Indeed, it is folklore.

Certainly not. Be can build step by step $f(n)$ with infinitely many choices at each step. $f(1)=a$ $f(2)=b$ $f(3)\equiv f(1)\pmod 2$ : infinitely many choices $f(4)\equiv f(1)\pmod 3$ and $f(4)\equiv f(2)\pmod 2$ : infinitely many choices ... And so on (the only thing to check is that at each step constraints are consistant).
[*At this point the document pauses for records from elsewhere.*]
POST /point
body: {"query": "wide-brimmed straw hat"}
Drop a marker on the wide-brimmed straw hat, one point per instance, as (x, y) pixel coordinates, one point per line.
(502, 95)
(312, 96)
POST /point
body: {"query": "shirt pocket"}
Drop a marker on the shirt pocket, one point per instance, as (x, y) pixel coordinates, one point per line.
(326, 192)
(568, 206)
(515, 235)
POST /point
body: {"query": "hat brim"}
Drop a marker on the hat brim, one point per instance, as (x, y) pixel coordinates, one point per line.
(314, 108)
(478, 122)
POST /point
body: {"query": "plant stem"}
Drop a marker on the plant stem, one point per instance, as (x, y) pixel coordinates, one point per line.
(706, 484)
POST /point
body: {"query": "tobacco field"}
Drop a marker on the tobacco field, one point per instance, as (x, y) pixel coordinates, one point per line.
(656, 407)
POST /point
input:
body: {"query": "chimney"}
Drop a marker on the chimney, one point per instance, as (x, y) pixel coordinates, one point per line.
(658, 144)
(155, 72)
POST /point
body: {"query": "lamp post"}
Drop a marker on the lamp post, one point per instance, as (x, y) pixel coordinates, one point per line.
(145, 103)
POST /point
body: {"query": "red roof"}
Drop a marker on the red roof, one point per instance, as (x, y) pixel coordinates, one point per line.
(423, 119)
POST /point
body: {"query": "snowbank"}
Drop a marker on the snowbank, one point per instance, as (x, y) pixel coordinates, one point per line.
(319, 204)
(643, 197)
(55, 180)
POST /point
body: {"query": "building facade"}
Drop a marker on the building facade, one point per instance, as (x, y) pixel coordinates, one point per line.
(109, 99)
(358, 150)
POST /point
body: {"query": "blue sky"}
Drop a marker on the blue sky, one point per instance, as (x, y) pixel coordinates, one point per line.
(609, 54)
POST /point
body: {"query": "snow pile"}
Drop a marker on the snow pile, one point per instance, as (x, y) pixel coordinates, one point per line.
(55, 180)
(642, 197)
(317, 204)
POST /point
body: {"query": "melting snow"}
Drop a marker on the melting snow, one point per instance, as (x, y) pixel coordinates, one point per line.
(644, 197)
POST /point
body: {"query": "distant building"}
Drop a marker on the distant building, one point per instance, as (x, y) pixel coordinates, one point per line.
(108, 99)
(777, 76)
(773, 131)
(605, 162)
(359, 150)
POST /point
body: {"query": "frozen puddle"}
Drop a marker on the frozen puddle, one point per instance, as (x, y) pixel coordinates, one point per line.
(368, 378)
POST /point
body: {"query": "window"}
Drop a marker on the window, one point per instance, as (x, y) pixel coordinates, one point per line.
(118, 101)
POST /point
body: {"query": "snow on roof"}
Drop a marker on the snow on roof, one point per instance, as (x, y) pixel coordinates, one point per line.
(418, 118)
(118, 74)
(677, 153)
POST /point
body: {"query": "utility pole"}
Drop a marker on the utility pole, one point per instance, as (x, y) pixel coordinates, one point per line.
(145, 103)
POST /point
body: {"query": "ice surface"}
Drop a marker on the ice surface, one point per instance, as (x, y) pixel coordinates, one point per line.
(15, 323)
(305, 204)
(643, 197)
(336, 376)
I have a nice solution: Answer: no. Lemma$1$(obviously): in any polynomial $p(x)$ with real coefficients, where $p(n) \in \mathbb{N}$ if $n \in \mathbb{N}$, the number of $m \in \mathbb{N}$ for which the inequality $p(m)-p(m+1)>0$ satisfies is finite. It's obvious. Now we will build a function $f:\mathbb N\to\mathbb N$ for which $f(2n-1)>f(2n)$ for all $n \in \mathbb{N}$. By our lemma, this is not a polynomial. We will build by induction. $f(1)$ and $f(2)$ are trivial. Lemma$2$: we have $f(1)$, $f(2)$, $f(3)$, ... $f(k)$ for which $f(m)-f(n)$ is divided by $m-n$ for all $m>n$ ($m<k+1$). Then we always have a solution in CRT for $f(k+1)$ and $f(k+2)$. Prove: suppose we don't have a solution in CRT. Then for some $a$ and $b$ we have two contradictory comparisons: 1)$f(k+1) \equiv f(k-a) \pmod{a+1}$ 2)$f(k+1) \equiv f(k-b) \pmod{b+1}$ Since these comparisons are contradictory, then $a+1$ and $b+1$ are not coprime. Let we have a contradiction with a prime $p$ in our comparisons. Let $V_p(a+1)=x$ and $V_p(b+1)=y$ and let WLOG $x \le y$. It's easy to see, that $f(k-a) \equiv f(k-b) \pmod{a-b}$ or $f(k-a) \equiv f(k-b) \pmod{p^x}$. But it is a contradiction, since we supposed, that we have a contradiction with comparisone and a prime $p$. So, the lemma is proved. The step of induction. First we will fix $f(2n)$. Then we may select $f(2n-1)$ by CRT so that $f(2n-1)>f(2n).$